And this is ID's Gedmatch.com chromosome painting; notice the similar locations of Amerindian (red) and Atlantic-Baltic (yellow) segments on chromosome #10 appear to be located in the same area as mine:

I will now re-introduce my sibling JR and new genetic match CF and sibling RF. We're all predicted to share a DNA segment on chromosome #8. You should also know that CF and sibling RF have a Madagascar-specific maternal haplogroup assignment M32c. Since I've discovered my maternal branch has ancestry from this unique population -- known as Malagasy, whose ethnicity admixture is roughly 50% Southeast African Bantu + 50% SOUTHEAST ASIAN) -- it is possible we might share this heritage with CF and sibling RF (not shown). Here  is 23andMe's FIA showing the location of the shared DNA segment:
Looking at my 23andMe (below) chromosome painting, you can see there is a Southeast Asian segment (yellow) on chromosome #8. If this potential Southeast Asian segment is shared with me, my sibling JR and CF then it is possible this segment comes from a common Malagasy ancestor:
Notice on my sibling JR's 23andme chromosome painting (below), the Southeast Asian segment (yellow) appears to be in the same location as mines:

Finally notice on CF's 23andMe chromosome painting (below), there is also a Southeast Asian segment (yellow) on her chromosome #8, which appears to be in the same general location as me and my sibling JR. (Of course there is a possibility the shared DNA segment is "Sub Saharan African" too):

STEP 3. FINDING START POINTS AND END POINTS OF SHARED IBD DNA SEGMENTS
Of course you can't just willy-nilly assume that you share an ethnic component just because the DNA segment it appears to be in the same location.
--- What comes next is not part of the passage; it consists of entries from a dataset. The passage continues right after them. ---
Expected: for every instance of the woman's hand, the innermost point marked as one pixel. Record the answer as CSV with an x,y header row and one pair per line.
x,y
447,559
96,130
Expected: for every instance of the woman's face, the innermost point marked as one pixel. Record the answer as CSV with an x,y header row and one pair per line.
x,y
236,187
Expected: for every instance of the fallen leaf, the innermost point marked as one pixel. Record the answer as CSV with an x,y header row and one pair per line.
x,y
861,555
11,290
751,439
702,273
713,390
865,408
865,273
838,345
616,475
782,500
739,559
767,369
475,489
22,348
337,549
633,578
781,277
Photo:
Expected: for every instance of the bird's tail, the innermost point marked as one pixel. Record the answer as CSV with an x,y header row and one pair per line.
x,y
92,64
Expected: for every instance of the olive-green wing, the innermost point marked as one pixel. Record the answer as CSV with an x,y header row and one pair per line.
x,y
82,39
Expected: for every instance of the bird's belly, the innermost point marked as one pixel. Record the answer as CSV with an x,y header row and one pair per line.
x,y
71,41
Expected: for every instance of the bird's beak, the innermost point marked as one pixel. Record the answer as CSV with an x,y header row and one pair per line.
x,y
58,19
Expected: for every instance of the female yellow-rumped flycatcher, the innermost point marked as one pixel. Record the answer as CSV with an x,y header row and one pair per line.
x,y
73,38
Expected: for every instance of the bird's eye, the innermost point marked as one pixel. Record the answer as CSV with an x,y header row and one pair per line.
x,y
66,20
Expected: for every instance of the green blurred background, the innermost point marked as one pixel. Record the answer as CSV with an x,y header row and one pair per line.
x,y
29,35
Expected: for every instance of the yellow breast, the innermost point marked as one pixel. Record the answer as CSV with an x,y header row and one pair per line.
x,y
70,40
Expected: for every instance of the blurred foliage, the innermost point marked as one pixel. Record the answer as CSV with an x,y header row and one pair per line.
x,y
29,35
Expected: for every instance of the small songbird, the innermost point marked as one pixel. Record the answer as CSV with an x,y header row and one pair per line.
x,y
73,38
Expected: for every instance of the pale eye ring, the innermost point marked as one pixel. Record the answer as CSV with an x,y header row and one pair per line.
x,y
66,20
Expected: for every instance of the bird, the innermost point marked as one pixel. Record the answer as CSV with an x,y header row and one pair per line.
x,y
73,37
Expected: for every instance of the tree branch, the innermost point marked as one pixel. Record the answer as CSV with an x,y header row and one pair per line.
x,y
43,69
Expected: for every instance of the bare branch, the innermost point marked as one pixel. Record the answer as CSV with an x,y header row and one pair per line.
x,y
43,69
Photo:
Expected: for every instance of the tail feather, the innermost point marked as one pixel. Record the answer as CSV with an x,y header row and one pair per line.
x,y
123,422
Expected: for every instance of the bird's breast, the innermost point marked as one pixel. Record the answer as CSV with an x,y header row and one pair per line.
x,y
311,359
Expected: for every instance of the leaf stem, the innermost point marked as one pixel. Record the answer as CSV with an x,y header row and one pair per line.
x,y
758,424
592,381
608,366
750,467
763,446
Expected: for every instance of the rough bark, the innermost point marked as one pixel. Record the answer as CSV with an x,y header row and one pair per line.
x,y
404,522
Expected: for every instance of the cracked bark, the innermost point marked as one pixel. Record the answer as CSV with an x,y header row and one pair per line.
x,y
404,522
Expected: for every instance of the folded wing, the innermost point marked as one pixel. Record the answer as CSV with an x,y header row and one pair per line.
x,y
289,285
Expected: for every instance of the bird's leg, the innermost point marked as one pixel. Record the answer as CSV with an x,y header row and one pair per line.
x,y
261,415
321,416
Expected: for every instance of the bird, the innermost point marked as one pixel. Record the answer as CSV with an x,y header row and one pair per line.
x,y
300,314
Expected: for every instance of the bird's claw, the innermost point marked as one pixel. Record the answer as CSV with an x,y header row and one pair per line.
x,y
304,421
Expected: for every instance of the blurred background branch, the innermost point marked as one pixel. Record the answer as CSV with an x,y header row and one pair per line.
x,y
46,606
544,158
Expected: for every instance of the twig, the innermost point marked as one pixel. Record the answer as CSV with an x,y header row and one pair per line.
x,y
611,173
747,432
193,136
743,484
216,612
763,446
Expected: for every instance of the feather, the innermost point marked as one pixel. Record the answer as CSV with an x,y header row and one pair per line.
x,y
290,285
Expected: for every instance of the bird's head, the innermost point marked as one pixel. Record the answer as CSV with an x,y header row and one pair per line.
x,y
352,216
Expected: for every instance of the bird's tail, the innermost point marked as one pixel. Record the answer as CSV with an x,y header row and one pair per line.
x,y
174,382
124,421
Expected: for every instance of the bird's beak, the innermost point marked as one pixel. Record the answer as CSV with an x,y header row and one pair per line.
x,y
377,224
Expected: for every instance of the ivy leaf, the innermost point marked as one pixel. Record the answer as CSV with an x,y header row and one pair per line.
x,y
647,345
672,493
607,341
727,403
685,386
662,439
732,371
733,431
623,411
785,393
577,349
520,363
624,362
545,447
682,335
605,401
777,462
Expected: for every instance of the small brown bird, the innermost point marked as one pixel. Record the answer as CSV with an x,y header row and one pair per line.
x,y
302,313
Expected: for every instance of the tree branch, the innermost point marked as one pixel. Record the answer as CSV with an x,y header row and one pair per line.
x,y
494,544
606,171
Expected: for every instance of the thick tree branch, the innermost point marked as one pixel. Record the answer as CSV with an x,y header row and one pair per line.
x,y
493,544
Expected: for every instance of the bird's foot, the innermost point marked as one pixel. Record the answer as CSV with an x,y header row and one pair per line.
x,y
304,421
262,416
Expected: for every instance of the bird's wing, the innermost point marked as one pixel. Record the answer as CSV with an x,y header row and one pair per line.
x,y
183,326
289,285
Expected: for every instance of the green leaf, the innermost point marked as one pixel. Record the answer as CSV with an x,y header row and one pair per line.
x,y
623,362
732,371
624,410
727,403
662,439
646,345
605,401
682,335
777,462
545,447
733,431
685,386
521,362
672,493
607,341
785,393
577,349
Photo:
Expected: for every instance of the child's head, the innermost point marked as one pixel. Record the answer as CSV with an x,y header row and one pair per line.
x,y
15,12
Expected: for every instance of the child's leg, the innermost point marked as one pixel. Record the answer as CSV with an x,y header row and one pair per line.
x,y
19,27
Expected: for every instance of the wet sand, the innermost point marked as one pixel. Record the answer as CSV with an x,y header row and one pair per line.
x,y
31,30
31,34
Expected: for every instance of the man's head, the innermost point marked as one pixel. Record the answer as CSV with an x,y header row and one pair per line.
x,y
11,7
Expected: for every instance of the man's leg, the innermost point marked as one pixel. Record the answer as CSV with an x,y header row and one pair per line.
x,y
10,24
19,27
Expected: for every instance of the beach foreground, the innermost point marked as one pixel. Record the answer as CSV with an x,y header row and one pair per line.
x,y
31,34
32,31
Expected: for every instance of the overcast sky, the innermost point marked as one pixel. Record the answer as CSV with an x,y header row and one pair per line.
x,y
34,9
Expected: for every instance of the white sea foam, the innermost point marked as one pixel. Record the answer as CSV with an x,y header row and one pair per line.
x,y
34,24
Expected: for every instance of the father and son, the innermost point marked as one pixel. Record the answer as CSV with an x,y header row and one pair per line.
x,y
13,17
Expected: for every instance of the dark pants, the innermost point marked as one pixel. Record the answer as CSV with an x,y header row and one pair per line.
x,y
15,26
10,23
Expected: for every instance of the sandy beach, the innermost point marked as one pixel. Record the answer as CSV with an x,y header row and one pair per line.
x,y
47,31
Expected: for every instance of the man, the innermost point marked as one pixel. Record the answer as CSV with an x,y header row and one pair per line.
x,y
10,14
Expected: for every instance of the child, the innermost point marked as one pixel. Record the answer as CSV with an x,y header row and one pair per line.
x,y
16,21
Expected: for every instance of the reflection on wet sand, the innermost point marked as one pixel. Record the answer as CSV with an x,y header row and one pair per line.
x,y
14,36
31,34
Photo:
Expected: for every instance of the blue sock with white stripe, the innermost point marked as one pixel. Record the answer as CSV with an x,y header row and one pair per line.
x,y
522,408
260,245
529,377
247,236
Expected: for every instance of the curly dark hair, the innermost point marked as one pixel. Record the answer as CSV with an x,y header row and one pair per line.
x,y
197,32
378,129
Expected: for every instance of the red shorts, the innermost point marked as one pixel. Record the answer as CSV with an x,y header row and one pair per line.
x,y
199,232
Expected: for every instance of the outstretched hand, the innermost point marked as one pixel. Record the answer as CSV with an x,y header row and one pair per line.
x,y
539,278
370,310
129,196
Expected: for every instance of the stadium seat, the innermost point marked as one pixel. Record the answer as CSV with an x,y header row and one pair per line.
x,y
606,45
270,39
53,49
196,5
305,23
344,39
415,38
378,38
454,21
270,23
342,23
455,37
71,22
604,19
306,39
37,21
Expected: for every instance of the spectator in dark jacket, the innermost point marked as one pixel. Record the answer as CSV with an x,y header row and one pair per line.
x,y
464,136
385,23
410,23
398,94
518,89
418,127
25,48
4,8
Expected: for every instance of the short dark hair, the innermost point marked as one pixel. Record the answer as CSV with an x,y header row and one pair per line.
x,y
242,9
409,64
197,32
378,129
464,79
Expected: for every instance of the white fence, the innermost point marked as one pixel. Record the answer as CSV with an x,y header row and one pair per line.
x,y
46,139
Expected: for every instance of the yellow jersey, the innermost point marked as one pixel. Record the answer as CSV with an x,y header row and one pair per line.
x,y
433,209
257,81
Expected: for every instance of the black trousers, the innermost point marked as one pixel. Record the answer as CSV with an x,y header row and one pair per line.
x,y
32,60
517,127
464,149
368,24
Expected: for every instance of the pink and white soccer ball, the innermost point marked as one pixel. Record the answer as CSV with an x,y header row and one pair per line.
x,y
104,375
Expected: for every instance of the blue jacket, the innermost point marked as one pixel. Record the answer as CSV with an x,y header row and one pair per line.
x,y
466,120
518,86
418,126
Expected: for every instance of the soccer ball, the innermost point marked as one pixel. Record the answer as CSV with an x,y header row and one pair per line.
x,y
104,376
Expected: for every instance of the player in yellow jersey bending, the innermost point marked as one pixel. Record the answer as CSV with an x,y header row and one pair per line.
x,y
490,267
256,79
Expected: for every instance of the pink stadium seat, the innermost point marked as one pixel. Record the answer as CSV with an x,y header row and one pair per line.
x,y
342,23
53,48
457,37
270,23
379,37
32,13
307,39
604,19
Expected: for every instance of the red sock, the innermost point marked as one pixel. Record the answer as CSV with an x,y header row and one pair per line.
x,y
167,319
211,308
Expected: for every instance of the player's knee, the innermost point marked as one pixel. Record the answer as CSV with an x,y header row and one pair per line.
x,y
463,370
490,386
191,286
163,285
You also have to verify the location of the shared DNA segment between you and your genetic matches. In this Step 3, I'm going to show you how to do that. It turns out you can use chromosome browsing and mapping tools to help find the location and "size" of shared DNA segments -- these are known as Start points/locations and End points/locations. This is easily achieved using 23andMe's FIA-TABLE VIEW; FTDNA's Family Finder - Chromosome Browser (we discussed these earlier) as well as Gedmatch's "One to One" comparison tool. (NOTE: Although not covered in this blog you can also find segment location information by downloading your CVS files from 23andme and FTDNA). 
So let's go back to me and my cousin ID.  Here is my 23andme.com FIA-Table View (below) showing the Start points and End points for the shared DNA segments between on chromosome #10. As before we only focus on chromosome #10 (second and third matching segment). Accordingly our the start point and endpoint for the second segment (the proposed matching Native American+European segment) is 73000000 to 11000000 and the third segment (the European one) is approximately 125000000 to 132000000 (European) on the chromosome paintings.:


Here (below) is FTDNA's Family Finder - chromosome browser showing another of my cousin's two shared DNA segments with me. Notice on chromosome #7 there is a box showing the Start location and End location of the shared DNA segment. (You hover your cursor over the DNA segment and the box will open):

Next here is my 23andMe FIA- TABLE VIEW (below) showing new cousin CF compared to me and my sibling JR. [NOTE: 23andMe reports the shared segment as 5cM-6cM but Gedmatch shows 7cM to 8cM. Since there are more than 1200 SNPs (well above 700 SNP threshold) for the segment AND  it is shared with my sibling JR and new cousins CF and RF (not shown), I'm confident the shared DNA segment is Identical by Descent (and NOT Identical by State)]:


Another great way to find the Start points and End points of shared DNA segments is by using Gedmatch.com's "One-to-One" tool. Here are the instructions below:
First on your Gedmatch.com home page (below), click on link "One-to-one compare":
On the next page (below), enter your kit number in the first field and your genetic match's kit number in the second field. Then select the circle "Yes" ... [NOTE: In the graph below, I say put put "1cM" number in "minimum segment cM size to be included" field but PLEASE LEAVE THIS FIELD BLANK (at default value) to ensure that you're comparing yourself to Identical by descent genetic relatives.] ... Finally press "Submit" button:
Here (below) is the Gedmatch One-to-one (cropped) for me and ID:

Here (below) is the Gedmatch One-to-one (cropped) for me and my sibling JR:

Here (below) is the Gedmatch One-to-one (cropped) for CF and sibling RF:

Here (below) is the Gedmatch's One-to-one for me and new cousin CF:

Here (below) is Gedmatch One-to-one showing me compared to CF's sibling RF:

Here (below) is the Gedmatch One-to-one showing my sibling JR compared to new genetic cousin CF:

Here (below) is the Gedmatch One-to-one showing my sibling JR compared to new genetic cousin RF:
As you can see, I now have the Start Points and End Points for my respective shared DNA segments. [Again Did you notice that Gedmatch's One-to-one tool showed DNA segments larger (7cM/8cM) than 23andme FIA (5cM-6cM)?] Now we're ready for the final Step 4-- CONFIRMATION OF ETHNICITY!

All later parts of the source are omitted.